El Black Friday ya no se concentra en el último viernes de noviembre. Dado que los consumidores investigan precios y comparan ofertas semanas antes de realizar una compra, los vendedores deben anticipar las decisiones comerciales y operativas para llegar al período de mayor demanda del comercio electrónico con la infraestructura necesaria preparada.
Según una encuesta de Microsoft, los consumidores tardan un promedio de 35 días en completar su proceso de compra y realizan aproximadamente 49 búsquedas antes de realizar una conversión. Además, el 55 % de las conversiones en línea registradas en noviembre se originaron a partir de búsquedas iniciadas en octubre.
“En la práctica, el Black Friday ya no se limita a un solo viernes. Los consumidores son más exigentes: siguen de cerca los precios, comparan ofertas durante semanas, consultan reseñas y llegan a noviembre con una idea mucho más clara de lo que pretenden comprar y cuánto están dispuestos a pagar”, explica Claudio Dias, CEO de Magis5, una plataforma para la automatización e integración de vendedores con marketplaces como Mercado Livre, TikTok Shop, Amazon, Magalu y Shopee.
Este comportamiento también resalta la importancia de la estrategia de precios antes de la fecha límite. En una encuesta realizada por Serasa en colaboración con Opinion Box en 2025, seis de cada diez consumidores afirmaron investigar y comparar precios antes de aprovechar las ofertas del Black Friday. La encuesta se realizó a 1200 personas en todo el país.
Para los vendedores, esto significa que la preparación comercial comienza antes del pico de ventas. Agosto y septiembre se convierten en períodos importantes para fijar precios, seleccionar productos y estructurar campañas, pero también para probar las operaciones y corregir problemas que podrían agravarse durante el Black Friday.
“Quienes comienzan a prepararse con anticipación ganan tiempo para probar, corregir y optimizar las operaciones. Cuando aumenta el volumen de pedidos, un fallo que parecía pequeño puede afectar a cientos o miles de ventas”, explica Dias.
Se estima que el Black Friday generará alrededor de R$ 14.400 millones en el comercio electrónico brasileño en 2026. Para absorber este volumen, la preparación debe ir más allá de la estrategia comercial. El inventario, los ingresos, el envío y la integración entre los canales de venta también entran en juego.
"Quienes trabajan con antelación en la visibilidad de sus productos, construyen su reputación y mantienen una estrategia de precios coherente, llegan al período más competitivo del año con mayor capacidad para competir por la atención del consumidor en los mercados y los motores de búsqueda", afirma el ejecutivo.
Si bien la preparación comienza con la estrategia de precios y la creación de relevancia, no termina cuando el consumidor hace clic para comprar. Es precisamente a partir de ese momento que comienza otra parte crucial del Black Friday: lograr que toda la operación se mantenga al ritmo del aumento de las ventas.

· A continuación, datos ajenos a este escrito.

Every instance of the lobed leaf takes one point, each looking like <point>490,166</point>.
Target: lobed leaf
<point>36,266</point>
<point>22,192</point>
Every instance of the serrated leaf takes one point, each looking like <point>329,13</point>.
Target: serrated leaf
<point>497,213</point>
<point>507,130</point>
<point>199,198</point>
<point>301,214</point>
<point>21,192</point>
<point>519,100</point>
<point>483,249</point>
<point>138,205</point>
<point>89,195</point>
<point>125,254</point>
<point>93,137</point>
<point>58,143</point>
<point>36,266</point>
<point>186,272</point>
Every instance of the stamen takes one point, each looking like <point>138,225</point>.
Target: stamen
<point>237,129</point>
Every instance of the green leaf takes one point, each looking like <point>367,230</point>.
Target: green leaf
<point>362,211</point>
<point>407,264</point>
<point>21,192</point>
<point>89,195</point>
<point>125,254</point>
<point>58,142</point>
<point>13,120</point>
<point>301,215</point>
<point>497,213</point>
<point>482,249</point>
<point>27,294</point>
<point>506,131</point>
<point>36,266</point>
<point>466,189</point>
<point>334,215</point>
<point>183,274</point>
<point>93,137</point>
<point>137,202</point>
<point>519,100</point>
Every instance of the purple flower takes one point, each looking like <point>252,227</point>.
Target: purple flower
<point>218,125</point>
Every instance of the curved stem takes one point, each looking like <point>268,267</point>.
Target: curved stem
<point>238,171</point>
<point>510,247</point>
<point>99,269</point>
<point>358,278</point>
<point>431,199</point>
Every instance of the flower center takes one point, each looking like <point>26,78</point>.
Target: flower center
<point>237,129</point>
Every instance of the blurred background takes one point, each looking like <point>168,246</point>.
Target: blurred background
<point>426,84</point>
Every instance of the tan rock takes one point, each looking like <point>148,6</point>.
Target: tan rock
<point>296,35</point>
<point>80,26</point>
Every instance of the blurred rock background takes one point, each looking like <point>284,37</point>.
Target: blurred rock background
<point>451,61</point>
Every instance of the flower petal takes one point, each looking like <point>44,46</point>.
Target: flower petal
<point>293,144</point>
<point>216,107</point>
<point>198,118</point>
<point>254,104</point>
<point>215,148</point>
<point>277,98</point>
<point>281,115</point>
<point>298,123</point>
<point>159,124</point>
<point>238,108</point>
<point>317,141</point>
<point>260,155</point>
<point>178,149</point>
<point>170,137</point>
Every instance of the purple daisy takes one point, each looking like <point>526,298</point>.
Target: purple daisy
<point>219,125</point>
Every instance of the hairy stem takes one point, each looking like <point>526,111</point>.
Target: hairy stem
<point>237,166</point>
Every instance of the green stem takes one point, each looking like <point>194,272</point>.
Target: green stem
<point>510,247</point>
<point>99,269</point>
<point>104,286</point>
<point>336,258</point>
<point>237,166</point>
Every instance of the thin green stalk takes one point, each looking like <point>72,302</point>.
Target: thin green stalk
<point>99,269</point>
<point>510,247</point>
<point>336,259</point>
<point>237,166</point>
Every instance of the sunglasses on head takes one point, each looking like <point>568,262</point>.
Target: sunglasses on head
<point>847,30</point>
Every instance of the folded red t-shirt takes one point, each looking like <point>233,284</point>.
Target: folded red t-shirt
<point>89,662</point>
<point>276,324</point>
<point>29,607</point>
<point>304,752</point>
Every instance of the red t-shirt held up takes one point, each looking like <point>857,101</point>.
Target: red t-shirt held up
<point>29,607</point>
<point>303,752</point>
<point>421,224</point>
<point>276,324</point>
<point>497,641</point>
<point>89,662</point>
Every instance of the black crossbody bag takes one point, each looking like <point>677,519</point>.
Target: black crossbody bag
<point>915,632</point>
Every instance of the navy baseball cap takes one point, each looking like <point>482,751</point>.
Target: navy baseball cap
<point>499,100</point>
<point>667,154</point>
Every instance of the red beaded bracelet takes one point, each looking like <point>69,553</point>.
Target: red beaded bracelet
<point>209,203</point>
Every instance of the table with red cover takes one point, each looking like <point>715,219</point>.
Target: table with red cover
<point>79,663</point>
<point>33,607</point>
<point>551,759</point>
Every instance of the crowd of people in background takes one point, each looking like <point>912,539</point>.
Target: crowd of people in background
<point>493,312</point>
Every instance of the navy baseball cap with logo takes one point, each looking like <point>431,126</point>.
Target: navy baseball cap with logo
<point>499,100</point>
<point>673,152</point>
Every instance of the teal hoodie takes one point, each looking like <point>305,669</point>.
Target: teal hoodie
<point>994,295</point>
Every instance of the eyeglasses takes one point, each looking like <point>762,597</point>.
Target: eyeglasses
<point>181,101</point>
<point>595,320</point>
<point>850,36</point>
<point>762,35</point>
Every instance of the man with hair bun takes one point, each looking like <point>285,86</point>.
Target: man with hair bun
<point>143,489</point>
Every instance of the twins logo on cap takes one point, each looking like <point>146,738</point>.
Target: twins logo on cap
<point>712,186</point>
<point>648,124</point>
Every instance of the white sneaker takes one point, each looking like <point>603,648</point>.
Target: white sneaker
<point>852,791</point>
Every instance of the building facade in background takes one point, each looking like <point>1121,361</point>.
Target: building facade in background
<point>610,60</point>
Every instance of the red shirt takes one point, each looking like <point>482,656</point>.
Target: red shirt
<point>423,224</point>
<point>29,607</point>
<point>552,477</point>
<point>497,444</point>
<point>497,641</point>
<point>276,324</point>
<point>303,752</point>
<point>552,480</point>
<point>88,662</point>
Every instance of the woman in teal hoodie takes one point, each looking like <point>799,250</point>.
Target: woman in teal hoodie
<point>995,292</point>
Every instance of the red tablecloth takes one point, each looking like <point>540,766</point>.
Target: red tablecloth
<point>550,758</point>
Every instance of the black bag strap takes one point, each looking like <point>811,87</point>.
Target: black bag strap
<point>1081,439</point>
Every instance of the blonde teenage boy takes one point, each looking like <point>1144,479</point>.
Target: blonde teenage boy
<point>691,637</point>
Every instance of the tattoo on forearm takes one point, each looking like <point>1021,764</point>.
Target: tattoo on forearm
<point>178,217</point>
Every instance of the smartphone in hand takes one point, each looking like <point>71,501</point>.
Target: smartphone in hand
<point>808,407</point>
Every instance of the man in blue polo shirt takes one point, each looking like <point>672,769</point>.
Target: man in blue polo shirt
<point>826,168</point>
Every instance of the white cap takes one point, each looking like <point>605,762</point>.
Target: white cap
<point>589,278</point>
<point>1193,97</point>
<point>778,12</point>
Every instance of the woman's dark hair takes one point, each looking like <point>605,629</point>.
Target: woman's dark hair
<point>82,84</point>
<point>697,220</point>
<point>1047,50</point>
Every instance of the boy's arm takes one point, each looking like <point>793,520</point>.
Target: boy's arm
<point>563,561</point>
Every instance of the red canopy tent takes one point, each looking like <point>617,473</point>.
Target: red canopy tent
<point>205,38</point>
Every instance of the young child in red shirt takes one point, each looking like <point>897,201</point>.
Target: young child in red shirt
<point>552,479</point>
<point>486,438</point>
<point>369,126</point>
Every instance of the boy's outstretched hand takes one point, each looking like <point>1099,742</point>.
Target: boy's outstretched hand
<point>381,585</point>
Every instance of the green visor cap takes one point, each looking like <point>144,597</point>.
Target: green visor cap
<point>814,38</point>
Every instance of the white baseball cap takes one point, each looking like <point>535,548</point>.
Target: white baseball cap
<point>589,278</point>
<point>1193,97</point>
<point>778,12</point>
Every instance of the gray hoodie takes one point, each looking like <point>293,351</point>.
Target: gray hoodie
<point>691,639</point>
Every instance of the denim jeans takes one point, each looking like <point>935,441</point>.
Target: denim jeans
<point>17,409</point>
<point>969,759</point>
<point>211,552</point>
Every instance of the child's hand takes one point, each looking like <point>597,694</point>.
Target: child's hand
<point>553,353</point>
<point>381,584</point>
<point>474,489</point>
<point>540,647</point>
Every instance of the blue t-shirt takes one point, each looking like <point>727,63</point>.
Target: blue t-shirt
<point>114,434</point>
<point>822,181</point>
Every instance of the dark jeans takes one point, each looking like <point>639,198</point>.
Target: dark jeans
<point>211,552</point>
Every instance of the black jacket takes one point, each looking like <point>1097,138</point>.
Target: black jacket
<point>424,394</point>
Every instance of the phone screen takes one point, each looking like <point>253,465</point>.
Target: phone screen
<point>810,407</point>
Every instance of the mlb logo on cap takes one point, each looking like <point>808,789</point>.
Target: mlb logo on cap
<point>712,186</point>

Claudio Dias explica que entre los cuellos de botella más frecuentes que se presentan tras bambalinas en una de las principales fechas para el comercio electrónico nacional se encuentran la falta de sincronización de inventario entre los diferentes canales de venta, la lentitud en la emisión de facturas y etiquetas de envío, y fallas en el despacho. "En una operación con miles de pedidos concentrados en un corto período, los pequeños problemas pueden agravarse rápidamente", subraya.
Por ejemplo, si un producto se vende simultáneamente en dos plataformas sin actualizaciones inmediatas de stock, puede producirse una venta sin que el artículo esté disponible. Del mismo modo, la facturación lenta y los errores en la preparación de pedidos pueden ocasionar retrasos, cancelaciones y el envío de productos incorrectos.
“Los procesos que funcionan en una operación con cien pedidos pueden no funcionar cuando el volumen alcanza los mil. En el Black Friday, el reto consiste en aumentar la capacidad de la operación sin multiplicar la estructura en la misma proporción”, afirma el director ejecutivo de Magis5.
En este escenario, destacan tres puntos en la preparación de los vendedores: integrar diferentes canales de venta para centralizar la información; automatizar la facturación y la emisión de impuestos para hacer frente al aumento del volumen; y mantener los inventarios sincronizados para reducir el riesgo de ventas sin disponibilidad del producto.
Por lo tanto, la anticipación también se convierte en una cuestión de capacidad operativa. Cuanto antes los vendedores identifiquen los cuellos de botella y prueben sus procesos, mayor será la posibilidad de corregir las deficiencias antes de que afecten la experiencia del consumidor durante el período de mayor demanda del año.
“Estar preparado para el Black Friday significa poder absorber el aumento de pedidos sin que el crecimiento de las ventas se convierta en un problema operativo. La tecnología debe ayudar al vendedor a lograr una mayor escala manteniendo el control sobre el inventario, la facturación y los envíos”, concluye Dias.